7. Not Using Credit Responsibly
Using credit irresponsibly—such as maxing out credit cards, paying only the minimum, or missing payments—can severely damage your credit score. Responsible credit usage involves paying off balances in full each month, making timely payments, and keeping your credit utilization low.
How to Fix It:
Start using credit responsibly by paying off your balance in full every month. If you’re carrying a balance, try to pay it off as quickly as possible to minimize interest charges and maintain a low utilization ratio.
Action Steps:
- Pay off your credit card balance in full every month.
- Only charge what you can afford to pay off immediately.

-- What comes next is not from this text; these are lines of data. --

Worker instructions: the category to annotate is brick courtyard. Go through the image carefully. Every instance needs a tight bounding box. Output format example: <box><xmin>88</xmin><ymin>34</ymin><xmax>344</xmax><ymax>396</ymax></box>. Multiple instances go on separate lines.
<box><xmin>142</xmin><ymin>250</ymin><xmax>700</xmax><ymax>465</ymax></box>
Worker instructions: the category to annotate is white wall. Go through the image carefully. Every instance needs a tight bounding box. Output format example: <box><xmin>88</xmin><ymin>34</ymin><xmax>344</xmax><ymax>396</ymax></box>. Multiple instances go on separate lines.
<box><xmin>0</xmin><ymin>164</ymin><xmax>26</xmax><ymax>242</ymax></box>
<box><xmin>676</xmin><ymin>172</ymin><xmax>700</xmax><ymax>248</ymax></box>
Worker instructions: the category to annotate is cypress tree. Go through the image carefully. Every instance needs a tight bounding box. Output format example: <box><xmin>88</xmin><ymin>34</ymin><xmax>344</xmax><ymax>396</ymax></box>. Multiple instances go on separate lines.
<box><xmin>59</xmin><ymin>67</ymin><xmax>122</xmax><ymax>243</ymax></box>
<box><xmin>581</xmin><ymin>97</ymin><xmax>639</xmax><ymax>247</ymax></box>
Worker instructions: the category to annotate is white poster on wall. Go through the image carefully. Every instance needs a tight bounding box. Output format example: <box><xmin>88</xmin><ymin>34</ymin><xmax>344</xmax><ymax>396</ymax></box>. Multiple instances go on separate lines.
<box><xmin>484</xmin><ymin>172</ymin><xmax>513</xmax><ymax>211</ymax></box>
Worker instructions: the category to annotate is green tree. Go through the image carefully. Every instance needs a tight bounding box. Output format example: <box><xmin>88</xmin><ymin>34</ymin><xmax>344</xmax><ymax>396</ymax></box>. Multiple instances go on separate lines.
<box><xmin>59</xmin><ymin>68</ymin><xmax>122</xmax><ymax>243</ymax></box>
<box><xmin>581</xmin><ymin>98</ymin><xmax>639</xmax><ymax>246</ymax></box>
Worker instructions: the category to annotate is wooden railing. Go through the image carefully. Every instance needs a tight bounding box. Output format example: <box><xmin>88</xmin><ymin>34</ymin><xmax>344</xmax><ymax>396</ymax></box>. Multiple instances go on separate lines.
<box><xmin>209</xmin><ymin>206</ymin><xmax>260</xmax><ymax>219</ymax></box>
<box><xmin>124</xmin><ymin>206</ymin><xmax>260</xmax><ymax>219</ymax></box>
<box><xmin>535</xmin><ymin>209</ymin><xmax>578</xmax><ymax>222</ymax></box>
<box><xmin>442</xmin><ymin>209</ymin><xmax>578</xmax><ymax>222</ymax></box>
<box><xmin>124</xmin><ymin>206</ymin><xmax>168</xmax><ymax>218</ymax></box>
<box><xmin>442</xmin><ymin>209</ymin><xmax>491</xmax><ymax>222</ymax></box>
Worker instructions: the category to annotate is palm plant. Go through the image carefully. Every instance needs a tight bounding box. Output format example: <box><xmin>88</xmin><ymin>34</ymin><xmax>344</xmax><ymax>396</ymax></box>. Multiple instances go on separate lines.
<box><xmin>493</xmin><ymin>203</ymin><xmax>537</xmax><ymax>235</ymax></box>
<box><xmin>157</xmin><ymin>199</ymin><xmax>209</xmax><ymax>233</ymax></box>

- If you carry a balance, create a plan to pay it off as quickly as possible.
Wrapping It Up
Maintaining a good credit score requires consistent effort and attention. By avoiding these common credit mistakes, you can improve your score and position yourself for better financial opportunities in the future. The key is to stay proactive—check your credit regularly, stay on top of payments, keep balances low, and use credit responsibly.
Remember, it’s never too late to make improvements. Start small, stay disciplined, and over time, your credit score will reflect your positive actions, opening the door to better interest rates, lower premiums, and more financial freedom.